René – Extrait 2 – Tranches de vie

La maison de mes premières années

(…) Je suis retourné au MDB avec ma femme, Simone, bien des années plus tard, au début des années 1990, pour enfin lui montrer ce lieu, si loin, si proche, dont je lui parlais si souvent. Les occupants d’alors nous permirent gentiment de rentrer dans la maison. Au pied de la cheminée, je réaménage aussitôt, mécaniquement, instinctivement, l’espace tel que je l’ai connu autrefois. A gauche, le lit des parents, à droite, le grand lit dans lequel je dormais avec mon frère.

Aujourd’hui, la maison est en ruine, la toiture s’est affaissée dans le grenier, les mauvaises herbes en camouflent désormais l’entrée. La végétation, sereine,  comble l’absence de l’homme, masque sa fuite. En toute liberté, elle efface et reprend ses droits. Sans rancune.

Le certificat d’études

(…) Le trente juin 1953, à bientôt quatorze ans, l’école est finie, je m’en rappelle. Les parents faisaient les foins. Sur le chemin du retour à la maison , je chante à tue-tête. Je viens d’obtenir mon certificat d’études. Ça fait plaisir !… Bien sûr, ce n’est pas le baccalauréat, mais c’est tout comme. Bien sûr, je ne poursuivrai pas mes études mais c’était si rare à notre époque, on ne se posait pas trop la question. Bien sûr, le trente juin 1953, c’est la fin de mon enfance… Pas grave. Le trente juin 1953, sur le chemin du retour à la ferme, je chante.

Fin du service militaire

(…) Le 29 décembre 1961, j’embarque pour Marseille sur le « Sidi-Bel-Abbès », le 1er janvier, j’arrive au P…. . Alors que me reste-t-il de mon séjour de vingt-quatre mois en Algérie ? La jaunisse, pour quelques temps, des copains, pour toujours. Mais aussi la peur. Toujours et encore. Je suis longtemps soigné par mon médecin traitant à coup de tranquillisants car je reste agité, nerveux, fébrile. Aujourd’hui encore, parfois, je fais des rêves, plutôt des cauchemars d’ailleurs. Je m’imagine retourner en Algérie, la guerre continue. Quand je me réveille en sursaut, je suis malheureux. Toujours.

La fonderie

(…) Las de vivoter sur mes maigres revenus de la ferme, le onze février 1964, je m’engage, à temps plein comme ouvrier dans la Fonderie de L……., le premier employeur de la région.

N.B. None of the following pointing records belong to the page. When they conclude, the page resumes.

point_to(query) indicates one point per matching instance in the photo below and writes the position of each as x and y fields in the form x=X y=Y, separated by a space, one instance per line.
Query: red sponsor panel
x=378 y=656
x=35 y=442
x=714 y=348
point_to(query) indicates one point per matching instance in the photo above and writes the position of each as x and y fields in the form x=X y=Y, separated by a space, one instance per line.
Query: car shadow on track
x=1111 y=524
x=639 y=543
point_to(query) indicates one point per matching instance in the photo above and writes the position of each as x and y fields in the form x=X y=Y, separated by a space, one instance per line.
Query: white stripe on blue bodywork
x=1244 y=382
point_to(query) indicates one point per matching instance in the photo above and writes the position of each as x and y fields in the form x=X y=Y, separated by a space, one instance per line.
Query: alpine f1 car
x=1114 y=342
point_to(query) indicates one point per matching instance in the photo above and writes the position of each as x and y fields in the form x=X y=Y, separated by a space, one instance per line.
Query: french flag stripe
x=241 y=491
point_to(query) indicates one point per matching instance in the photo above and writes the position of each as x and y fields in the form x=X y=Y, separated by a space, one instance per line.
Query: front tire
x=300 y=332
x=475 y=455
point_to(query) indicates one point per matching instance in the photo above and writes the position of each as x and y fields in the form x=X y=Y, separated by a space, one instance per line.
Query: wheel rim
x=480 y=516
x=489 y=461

(…) La plupart du temps, je fabrique seul mes pièces, souvent de petites grilles d’aération présentes sur la façade des gazinières. La fonte est d’abord chauffée, pour devenir liquide, jusqu’à une température de plus de mille cent degrés ; elle est ensuite transportée, via des chariots glissants sur des rails, aux postes de travail dans des récipients adaptés, les creusets. J’interviens alors, je la coule dans un moule métallique qui donne sa forme à la pièce désirée. Plus de huit heures par jour, du lundi au vendredi, et parfois le samedi quand le carnet de commande l’impose, je coule de la fonte. Sans tenter pour autant de concurrencer Stakhanov, je dois être le plus efficace possible car je suis payé à la pièce. Les conditions de travail sont pénibles, l’espace restreint, la chaleur étouffante, les risques de brûlures et de mauvaises inhalations nombreux. Les différentes fumées noircissent nos visages fatigués et nous imposent une douche de fin de journée sur notre lieu de labeur. Pas toujours simple de respirer dans une fonderie, pas toujours simple de travailler et de rester en bonne santé dans une fonderie. Tout simplement.